Friedells Ende war tragisch: aus Furcht vor der Gestapo stürzte er sich 1938 aus dem Fenster seiner Wohnung. Wenn der Nationalsozialismus nichts anderes als den vorzeitigen Tod Friedells auf dem Kerbholz hätte, würde das allein schon ausreichen, um ihn auf ewig zu verdammen.
Die unendlich reiche Schatztruhe der “Kulturgeschichte” gebührend zu würdigen, würde den Umfang eines Blogbeitrags sprengen. Darum nur ein Friedell-Fundstück, das mir besondere Freude gemacht hat. 1922 rezensierte Friedell das Buch “Die Rolle der Erotik in der männlichen Gesellschaft” (1917/19), eines der Hauptwerke meines Hausheiligen Hans Blüher, dem umstrittenen Deuter des “Wandervogel” und “enfant terrible” unter den nach Armin Mohler “kategoriensprengenden Autoren” der Konservativen Revolution.
Dieser hatte die kühne, in ihrer Radikalität und Einseitigkeit aber gewiß schwer verstiegene These aufgestellt, daß die (zugegeben recht weit gefaßte) Homoerotik die treibende kulturelle Kraft der Menschheit schlechthin sei, in den Worten Friedells “die Wurzel fast allen Hohen und Tiefen, Edlen und Vorwärtsdrängenden, das bisher in unserer Geschichte hervorgetreten ist.”
Friedell zeigt sich nun betont “homophob” (das würde ich heute gern meinem grünen Geschichtslehrer unter die Nase reiben), was offenbar schon damals als etwas rückständig galt:
… ich gehöre zu jenen sonderbar veranlangten Menschen, die, wenn sie Worte wie “Päderastie” oder “Urning” auch nur gedruckt lesen, bereits Übelkeiten bekommen.
Andererseits räumt er ein, daß offenbar “eine Reihe der größten Künstler und Denker, Staatsmänner und Forscher in irgendeiner Weise zur Inversion geneigt haben”.
Zunächst sträubt sich ja unser Gefühl, das nun einmal unheilbar “bürgerlich” funktioniert, gegen dieses Faktum. Aber es ist in der Tat kaum zu bezweifeln. Ich meinte einmal zu Klimt, daß die Geschichten über Michelangelos Homosexualität doch höchstwahrscheinlich auf einer Art Tratsch beruhen dürften, wie er sich um jeden geheimnisvollen und verwickelten Menschen anzusetzen pflegt. Aber Klimt schüttelte den Kopf und antwortete, von diesen Geschichten wisse er nichts, aber aus der Kunst Michelangelos gehe dessen Homosexualität ganz klar hervor. “Denn”, sagte er, “wenn einer einmal zu malen anfangt, so kommt alles auf.”

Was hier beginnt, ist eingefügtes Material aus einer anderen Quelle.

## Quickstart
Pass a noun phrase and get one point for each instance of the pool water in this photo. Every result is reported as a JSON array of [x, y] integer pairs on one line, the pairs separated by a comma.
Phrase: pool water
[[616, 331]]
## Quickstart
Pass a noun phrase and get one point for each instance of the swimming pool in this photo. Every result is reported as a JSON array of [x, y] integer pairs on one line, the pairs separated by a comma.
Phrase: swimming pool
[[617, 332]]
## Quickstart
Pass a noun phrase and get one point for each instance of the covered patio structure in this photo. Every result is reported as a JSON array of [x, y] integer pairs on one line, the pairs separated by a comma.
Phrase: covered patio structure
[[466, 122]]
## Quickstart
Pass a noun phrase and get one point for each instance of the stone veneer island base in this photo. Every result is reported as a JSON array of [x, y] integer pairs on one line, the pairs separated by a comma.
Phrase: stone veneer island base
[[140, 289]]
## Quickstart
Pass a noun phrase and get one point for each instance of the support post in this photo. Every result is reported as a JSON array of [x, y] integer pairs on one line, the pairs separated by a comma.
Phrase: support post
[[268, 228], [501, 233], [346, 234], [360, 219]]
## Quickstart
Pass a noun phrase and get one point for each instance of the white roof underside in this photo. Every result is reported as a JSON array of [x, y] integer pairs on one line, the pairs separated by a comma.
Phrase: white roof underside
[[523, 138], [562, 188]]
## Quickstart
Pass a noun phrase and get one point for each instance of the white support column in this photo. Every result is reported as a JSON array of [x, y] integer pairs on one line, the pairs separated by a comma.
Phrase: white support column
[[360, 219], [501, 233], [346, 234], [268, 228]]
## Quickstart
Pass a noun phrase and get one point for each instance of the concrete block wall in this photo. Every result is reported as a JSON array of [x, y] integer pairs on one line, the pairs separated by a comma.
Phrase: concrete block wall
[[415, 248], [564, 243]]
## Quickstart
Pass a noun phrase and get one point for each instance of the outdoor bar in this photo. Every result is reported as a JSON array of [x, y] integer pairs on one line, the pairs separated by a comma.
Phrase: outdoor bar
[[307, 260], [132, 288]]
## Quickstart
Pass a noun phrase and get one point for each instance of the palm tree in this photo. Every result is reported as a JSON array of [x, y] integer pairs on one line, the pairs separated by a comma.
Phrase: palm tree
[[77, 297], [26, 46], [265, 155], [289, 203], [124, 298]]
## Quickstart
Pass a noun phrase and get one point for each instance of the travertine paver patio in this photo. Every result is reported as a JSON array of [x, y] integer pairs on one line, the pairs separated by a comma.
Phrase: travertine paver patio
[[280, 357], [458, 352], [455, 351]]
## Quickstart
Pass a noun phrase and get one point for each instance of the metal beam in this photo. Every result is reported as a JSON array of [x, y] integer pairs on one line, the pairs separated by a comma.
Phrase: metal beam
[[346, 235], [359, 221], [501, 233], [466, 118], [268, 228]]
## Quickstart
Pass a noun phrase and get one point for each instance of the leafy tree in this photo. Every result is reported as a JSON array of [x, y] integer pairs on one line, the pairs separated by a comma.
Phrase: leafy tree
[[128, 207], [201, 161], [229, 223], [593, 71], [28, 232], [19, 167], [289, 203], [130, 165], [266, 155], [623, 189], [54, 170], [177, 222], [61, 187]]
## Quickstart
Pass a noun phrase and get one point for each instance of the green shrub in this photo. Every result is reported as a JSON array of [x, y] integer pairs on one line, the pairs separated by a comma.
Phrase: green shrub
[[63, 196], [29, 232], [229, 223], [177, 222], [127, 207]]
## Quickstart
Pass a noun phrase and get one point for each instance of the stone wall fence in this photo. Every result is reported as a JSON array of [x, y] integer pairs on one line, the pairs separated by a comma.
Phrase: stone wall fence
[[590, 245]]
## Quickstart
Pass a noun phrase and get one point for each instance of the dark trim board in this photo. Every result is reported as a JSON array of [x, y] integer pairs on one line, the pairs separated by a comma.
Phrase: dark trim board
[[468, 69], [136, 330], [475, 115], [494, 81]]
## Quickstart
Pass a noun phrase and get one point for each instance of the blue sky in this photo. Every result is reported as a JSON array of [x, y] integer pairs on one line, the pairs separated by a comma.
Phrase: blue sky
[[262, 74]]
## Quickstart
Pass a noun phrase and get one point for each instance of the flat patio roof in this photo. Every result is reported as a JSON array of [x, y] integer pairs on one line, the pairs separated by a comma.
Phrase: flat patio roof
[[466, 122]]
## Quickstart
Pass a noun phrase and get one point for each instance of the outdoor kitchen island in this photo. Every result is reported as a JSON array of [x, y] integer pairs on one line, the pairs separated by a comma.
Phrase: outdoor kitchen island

Nun aber zur lustigsten Stelle der Rezension:
Aus Blühers Werken geht ganz unzweideutig hervor, daß die gesamte Wandervogelbewegung ein erotisches Phänomen ist (dies gilt allerdings nur für Deutschland, nicht für Österreich, weil bei uns ja bekanntlich alles verschlampt wird). Blüher macht nicht den geringsten Versuch, dieses Faktum zu leugnen, sondern reiht es vielmehr triumphierend als ein wichtiges Beweisstück in sein System ein.
Dieser Tatbestand entbehrt nicht gewisser ergötzlich grotesker Züge. Man stelle sich diese harmlosen Tölpel von Oberlehrern vor, wie sie mit ihrem Phrasengedresch von deutscher Heimatliebe, Wanderlust und Ertüchtigung zu dieser Bewegung ermuntert haben, und schließlich entpuppt sie sich als ein systematisch organisiertes Institut zur Beförderung und Ausbreitung der Päderastie. Ich wenigstens kann eine kleine Schadenfreude darüber nicht unterdrücken, daß der Versuch, den Menschen schon in den Knabenschuhen zum Vereinsmeier, Turnbruder und Schweißfußpatrioten zu machen, ein so überraschendes Resultat ergeben hat.
Eine Einschätzung, der der betont deutschnationale Blüher nicht widersprochen hätte: denn was Friedell hier beschreibt, war ihm das verhaßte “Volk der Plattfußindianer”, das nur verspießerte und biedere Zweckmäßigkeiten kennt, gegen die er den Mythos (und mehr – oder weniger – war es wohl nicht) einer romantischen Revolte aus dem Geist des Eros und des Überschwangs zu setzen versuchte.